Frequently Asked Questions
Do Data Platform Engineers qualify for H-1B visas?
Yes, Data Platform Engineers typically qualify for H-1B visas as the role requires specialized technical knowledge in distributed systems, data architecture, and engineering. The position usually demands a relevant bachelor's degree and demonstrates the complexity USCIS looks for in specialty occupations.
What degree do I need for Data Platform Engineer visa sponsorship?
A bachelor's degree in computer science, software engineering, data science, mathematics, or a closely related technical field is typically required. Some employers may accept equivalent combinations of education and experience, but a relevant degree strengthens your H-1B application significantly.
Which visa types work best for Data Platform Engineers?

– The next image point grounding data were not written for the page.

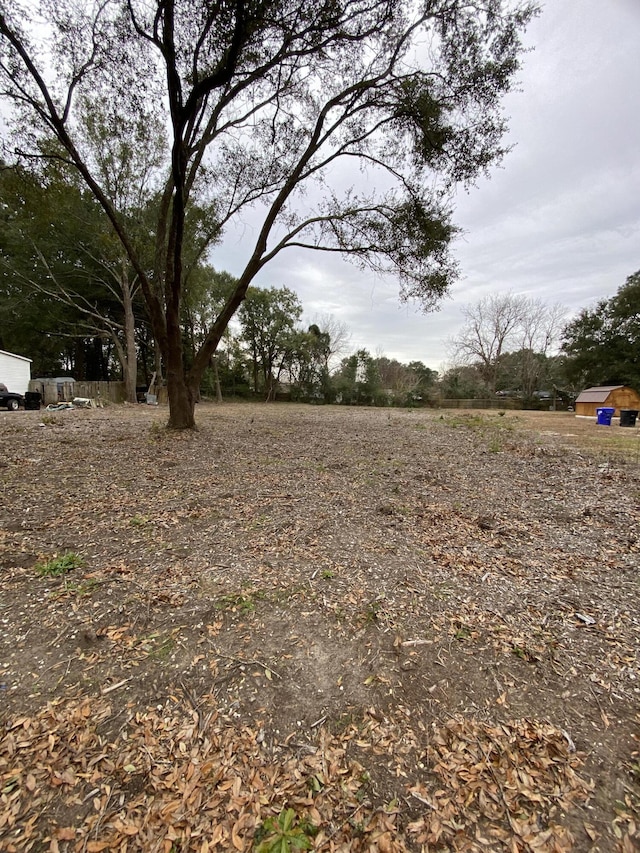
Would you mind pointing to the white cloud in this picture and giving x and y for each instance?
(559, 221)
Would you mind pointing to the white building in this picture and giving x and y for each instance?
(15, 372)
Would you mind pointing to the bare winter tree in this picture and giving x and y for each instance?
(262, 101)
(500, 323)
(491, 325)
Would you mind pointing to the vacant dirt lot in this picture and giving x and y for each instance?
(344, 629)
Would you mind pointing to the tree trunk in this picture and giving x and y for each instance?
(130, 365)
(216, 378)
(182, 401)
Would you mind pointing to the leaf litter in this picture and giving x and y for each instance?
(361, 622)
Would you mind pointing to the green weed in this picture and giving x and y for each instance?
(58, 566)
(285, 834)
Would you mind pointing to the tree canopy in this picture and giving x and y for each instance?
(211, 109)
(602, 344)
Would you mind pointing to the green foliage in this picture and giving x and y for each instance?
(58, 566)
(255, 111)
(268, 318)
(284, 834)
(602, 344)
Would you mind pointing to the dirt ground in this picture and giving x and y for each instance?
(319, 628)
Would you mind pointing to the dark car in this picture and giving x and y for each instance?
(11, 400)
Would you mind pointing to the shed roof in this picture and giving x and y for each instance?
(598, 394)
(13, 355)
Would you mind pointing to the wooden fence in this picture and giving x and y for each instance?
(65, 389)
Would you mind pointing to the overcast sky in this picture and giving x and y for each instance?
(559, 221)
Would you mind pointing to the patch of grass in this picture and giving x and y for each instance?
(83, 589)
(241, 602)
(285, 833)
(58, 566)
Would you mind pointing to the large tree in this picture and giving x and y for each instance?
(602, 344)
(503, 323)
(56, 247)
(264, 101)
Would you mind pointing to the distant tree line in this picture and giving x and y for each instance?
(515, 346)
(71, 301)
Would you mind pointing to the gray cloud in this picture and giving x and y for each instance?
(559, 221)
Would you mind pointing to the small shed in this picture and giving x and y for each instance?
(15, 371)
(614, 396)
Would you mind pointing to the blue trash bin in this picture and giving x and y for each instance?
(604, 416)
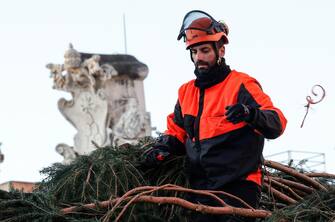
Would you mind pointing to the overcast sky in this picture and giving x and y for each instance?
(287, 45)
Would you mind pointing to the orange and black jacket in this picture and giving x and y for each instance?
(218, 151)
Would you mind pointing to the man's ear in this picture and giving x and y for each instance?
(222, 51)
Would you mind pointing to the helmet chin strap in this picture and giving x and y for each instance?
(216, 50)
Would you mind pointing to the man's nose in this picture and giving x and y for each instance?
(198, 56)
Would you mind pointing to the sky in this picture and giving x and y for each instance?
(287, 45)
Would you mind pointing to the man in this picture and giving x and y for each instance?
(220, 121)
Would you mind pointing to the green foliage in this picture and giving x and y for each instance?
(110, 172)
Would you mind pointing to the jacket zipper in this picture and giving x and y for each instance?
(197, 120)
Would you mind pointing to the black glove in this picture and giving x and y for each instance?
(238, 113)
(155, 156)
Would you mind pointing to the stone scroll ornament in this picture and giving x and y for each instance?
(87, 110)
(310, 101)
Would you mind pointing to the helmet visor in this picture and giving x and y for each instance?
(198, 20)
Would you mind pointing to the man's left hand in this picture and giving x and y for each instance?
(238, 113)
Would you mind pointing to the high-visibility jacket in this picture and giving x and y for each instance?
(218, 151)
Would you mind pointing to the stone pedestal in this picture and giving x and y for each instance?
(107, 105)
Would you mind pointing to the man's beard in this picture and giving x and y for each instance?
(203, 71)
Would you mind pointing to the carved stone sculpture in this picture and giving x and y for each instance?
(107, 100)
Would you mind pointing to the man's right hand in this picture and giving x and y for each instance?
(155, 156)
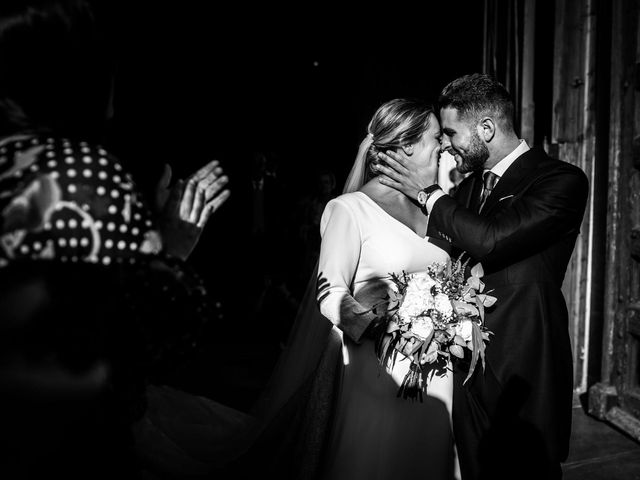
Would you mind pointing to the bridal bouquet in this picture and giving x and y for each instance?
(430, 316)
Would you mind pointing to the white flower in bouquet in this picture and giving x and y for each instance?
(417, 297)
(422, 327)
(443, 305)
(464, 330)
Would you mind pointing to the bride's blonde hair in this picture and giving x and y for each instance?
(395, 124)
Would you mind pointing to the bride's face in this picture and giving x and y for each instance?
(427, 150)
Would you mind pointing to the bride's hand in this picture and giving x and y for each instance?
(405, 176)
(185, 207)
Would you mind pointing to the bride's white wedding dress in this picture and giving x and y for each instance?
(377, 435)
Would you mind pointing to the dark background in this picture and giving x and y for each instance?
(198, 82)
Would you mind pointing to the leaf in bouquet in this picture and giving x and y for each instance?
(464, 308)
(477, 271)
(392, 326)
(480, 306)
(487, 300)
(477, 351)
(459, 341)
(456, 350)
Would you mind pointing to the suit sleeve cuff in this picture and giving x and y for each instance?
(433, 199)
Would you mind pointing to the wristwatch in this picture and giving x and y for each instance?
(425, 193)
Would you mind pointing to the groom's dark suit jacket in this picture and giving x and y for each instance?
(514, 419)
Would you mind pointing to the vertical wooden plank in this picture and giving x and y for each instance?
(528, 57)
(573, 131)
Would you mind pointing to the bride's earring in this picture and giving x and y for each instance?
(408, 149)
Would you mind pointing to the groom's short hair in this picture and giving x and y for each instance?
(477, 95)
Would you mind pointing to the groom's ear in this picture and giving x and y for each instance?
(487, 129)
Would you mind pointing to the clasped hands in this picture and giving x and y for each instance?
(185, 207)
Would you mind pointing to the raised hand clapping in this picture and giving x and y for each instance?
(186, 206)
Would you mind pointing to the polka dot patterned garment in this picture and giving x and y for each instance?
(70, 201)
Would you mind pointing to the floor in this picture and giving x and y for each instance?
(598, 451)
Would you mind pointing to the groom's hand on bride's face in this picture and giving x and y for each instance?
(398, 172)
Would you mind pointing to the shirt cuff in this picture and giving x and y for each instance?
(432, 200)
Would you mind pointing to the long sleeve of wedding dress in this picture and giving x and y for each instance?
(339, 258)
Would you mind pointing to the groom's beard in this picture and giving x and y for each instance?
(475, 157)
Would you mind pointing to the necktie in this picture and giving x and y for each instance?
(489, 180)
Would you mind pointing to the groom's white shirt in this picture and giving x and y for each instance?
(499, 169)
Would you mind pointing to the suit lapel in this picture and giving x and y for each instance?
(469, 192)
(518, 172)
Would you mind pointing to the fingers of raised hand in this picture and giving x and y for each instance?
(215, 187)
(212, 206)
(205, 171)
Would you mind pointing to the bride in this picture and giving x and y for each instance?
(368, 233)
(329, 410)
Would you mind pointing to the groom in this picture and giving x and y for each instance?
(518, 212)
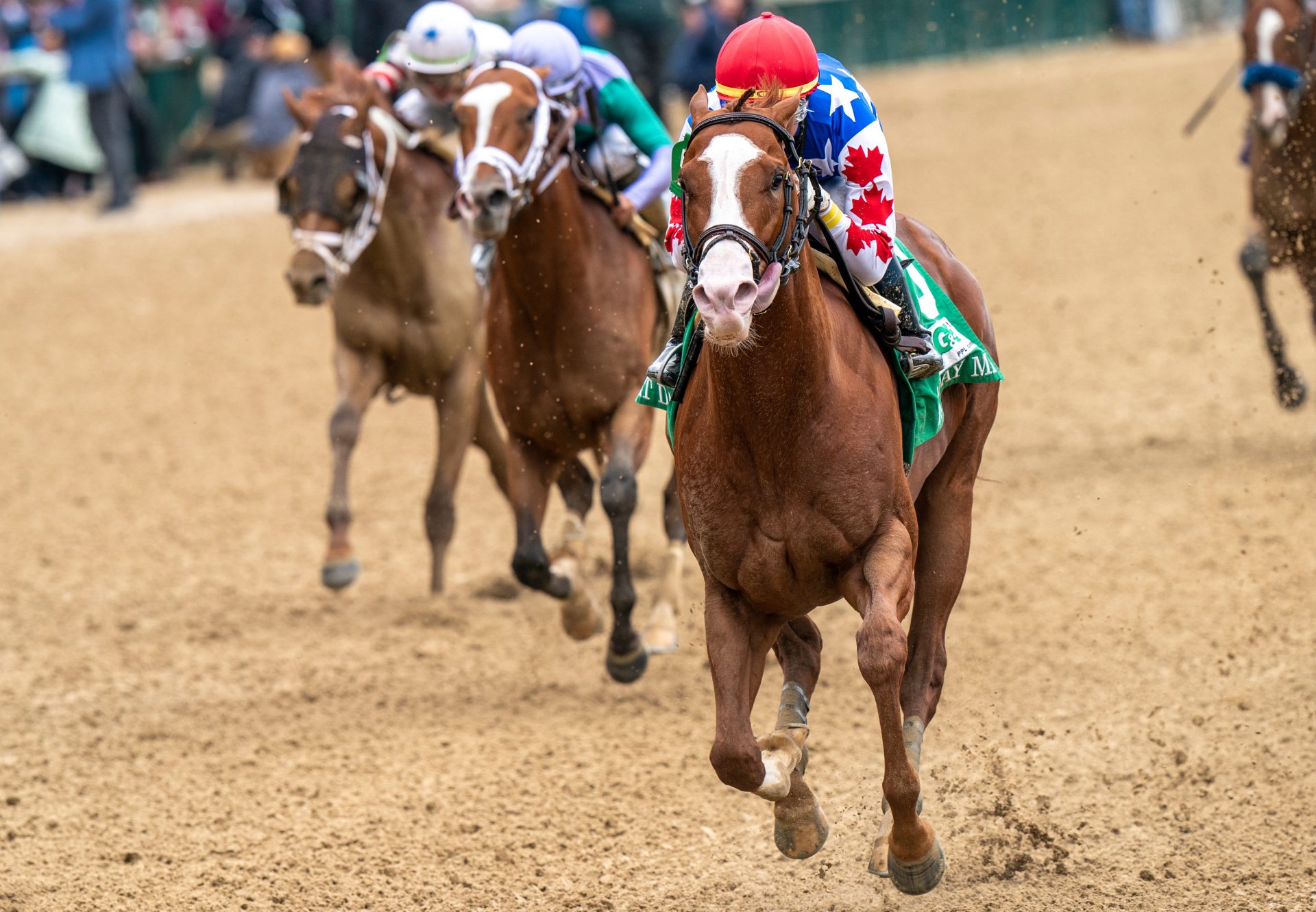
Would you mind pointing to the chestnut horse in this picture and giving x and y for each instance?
(371, 232)
(1277, 40)
(791, 480)
(573, 311)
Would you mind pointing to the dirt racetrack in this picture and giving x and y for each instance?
(188, 722)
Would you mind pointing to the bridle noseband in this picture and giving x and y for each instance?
(340, 250)
(545, 150)
(795, 224)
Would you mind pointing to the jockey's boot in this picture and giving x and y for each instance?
(916, 352)
(666, 367)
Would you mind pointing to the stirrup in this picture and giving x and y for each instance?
(919, 366)
(666, 367)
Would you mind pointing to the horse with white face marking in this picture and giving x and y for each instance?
(573, 314)
(792, 486)
(1278, 56)
(373, 240)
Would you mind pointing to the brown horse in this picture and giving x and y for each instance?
(792, 486)
(1277, 40)
(572, 317)
(371, 231)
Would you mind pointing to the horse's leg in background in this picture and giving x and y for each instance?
(529, 476)
(739, 640)
(881, 590)
(489, 437)
(661, 632)
(581, 613)
(802, 827)
(361, 374)
(626, 447)
(459, 406)
(1256, 260)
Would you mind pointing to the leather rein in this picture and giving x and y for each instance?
(795, 221)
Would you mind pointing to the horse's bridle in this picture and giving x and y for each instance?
(795, 225)
(341, 249)
(546, 150)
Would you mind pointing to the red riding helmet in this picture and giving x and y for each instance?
(764, 50)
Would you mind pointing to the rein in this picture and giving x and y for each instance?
(340, 250)
(519, 175)
(795, 224)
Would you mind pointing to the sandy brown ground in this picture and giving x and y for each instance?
(188, 722)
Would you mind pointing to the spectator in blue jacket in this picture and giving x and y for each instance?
(95, 34)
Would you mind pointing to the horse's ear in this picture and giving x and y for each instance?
(699, 108)
(299, 111)
(785, 112)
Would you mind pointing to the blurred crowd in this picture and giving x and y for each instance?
(93, 87)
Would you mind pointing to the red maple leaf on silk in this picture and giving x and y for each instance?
(864, 166)
(873, 207)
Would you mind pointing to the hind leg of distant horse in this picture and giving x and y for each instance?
(661, 630)
(459, 406)
(360, 378)
(490, 439)
(1256, 260)
(881, 590)
(581, 613)
(626, 445)
(801, 826)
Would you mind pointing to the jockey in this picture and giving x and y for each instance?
(633, 149)
(424, 67)
(842, 138)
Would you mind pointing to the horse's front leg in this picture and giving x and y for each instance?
(882, 591)
(361, 374)
(626, 444)
(739, 640)
(801, 826)
(529, 476)
(661, 630)
(459, 403)
(1256, 260)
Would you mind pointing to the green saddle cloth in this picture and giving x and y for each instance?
(965, 360)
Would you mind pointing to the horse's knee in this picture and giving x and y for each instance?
(440, 516)
(882, 650)
(345, 426)
(618, 493)
(739, 766)
(1254, 258)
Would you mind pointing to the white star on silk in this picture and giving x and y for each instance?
(840, 97)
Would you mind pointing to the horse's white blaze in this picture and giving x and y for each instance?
(485, 99)
(1269, 24)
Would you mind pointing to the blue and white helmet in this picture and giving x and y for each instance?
(544, 44)
(440, 38)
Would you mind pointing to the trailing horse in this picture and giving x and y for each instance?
(573, 314)
(1278, 54)
(792, 482)
(371, 237)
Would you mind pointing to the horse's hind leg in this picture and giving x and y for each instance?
(1254, 260)
(881, 591)
(661, 632)
(360, 377)
(581, 615)
(801, 826)
(628, 441)
(459, 406)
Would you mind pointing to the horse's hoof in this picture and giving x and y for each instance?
(1290, 389)
(340, 574)
(628, 669)
(921, 877)
(581, 616)
(802, 828)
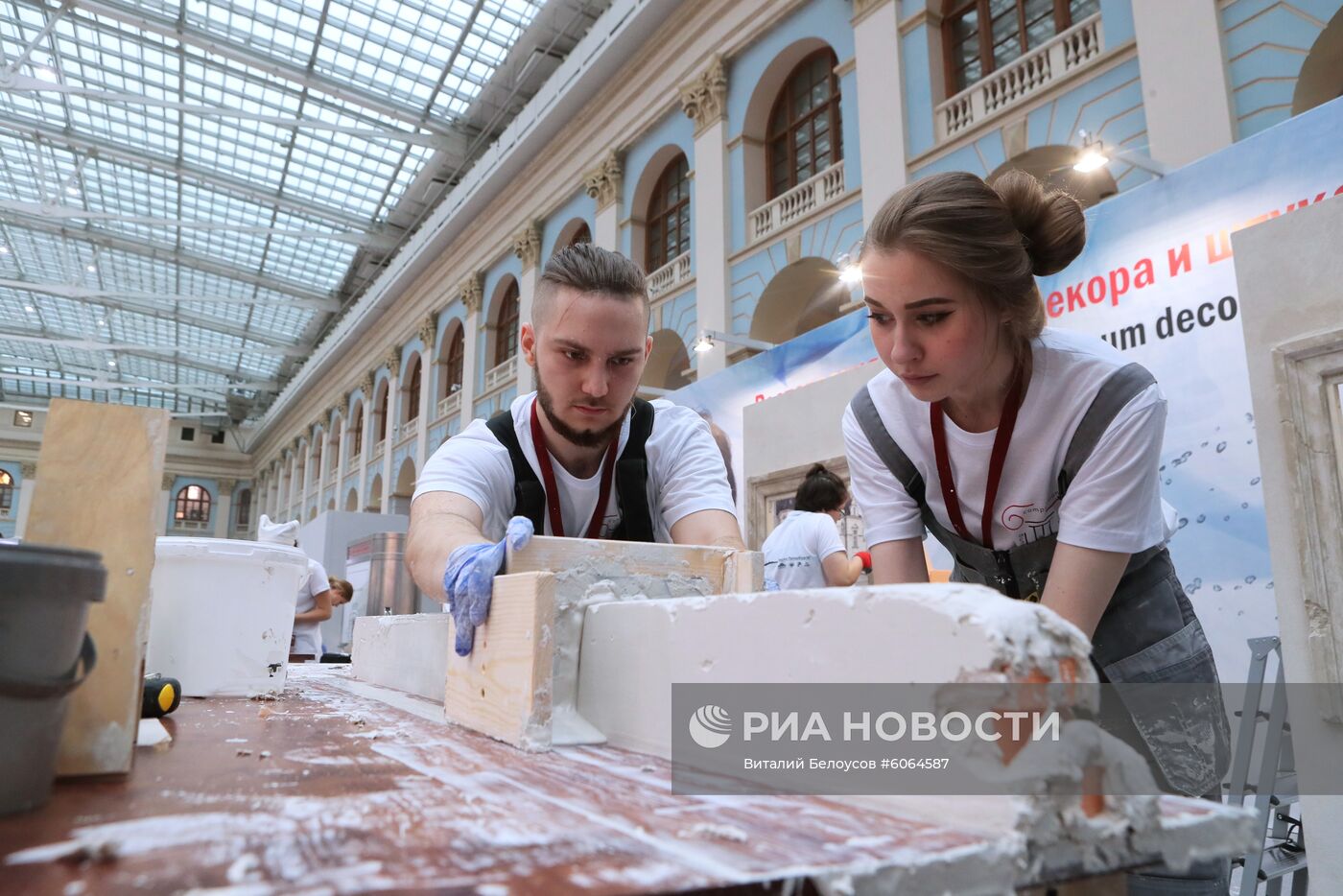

H-1B is the most common path, with strong approval rates for technical roles. E-3 visas work for Australians, TN visas for Canadians and Mexicans under computer systems analyst classification. O-1 visas are possible for engineers with exceptional achievements in data infrastructure.
How to find Data Platform Engineer jobs with visa sponsorship?
To find Data Platform Engineer jobs with visa sponsorship, use Migrate Mate, which specializes in connecting international tech professionals with sponsoring employers. Focus your search on tech companies, financial services firms, and healthcare organizations that frequently sponsor H-1B, TN, and O-1 visas for data engineering roles. These employers actively seek candidates with cloud platforms, ETL pipeline, and big data expertise.
Do tech companies sponsor Data Platform Engineers?
Yes, major tech companies, data-driven startups, and enterprises with large-scale data operations frequently sponsor Data Platform Engineers. Companies like Amazon, Google, Netflix, and Uber regularly hire and sponsor these roles due to high demand for specialized data infrastructure skills.
How do I prove my Data Platform Engineer role is specialized?
Document your work with complex distributed systems, real-time data processing, or large-scale infrastructure projects. Highlight specific technologies like Kubernetes, Apache Airflow, or cloud platforms. Prepare technical examples that demonstrate the advanced engineering knowledge your role requires beyond basic programming.
What is the prevailing wage requirement for sponsored Data Platform Engineer jobs?
U.S. employers sponsoring a visa must pay at least the prevailing wage, which is what workers in the same role, area, and experience level typically earn. The Department of Labor sets this rate to make sure companies aren't hiring foreign workers simply because they'd accept lower pay than a U.S. worker. It varies by job title, location, and experience. You can look up current prevailing wage rates for any occupation and location using the OFLC Wage Search page.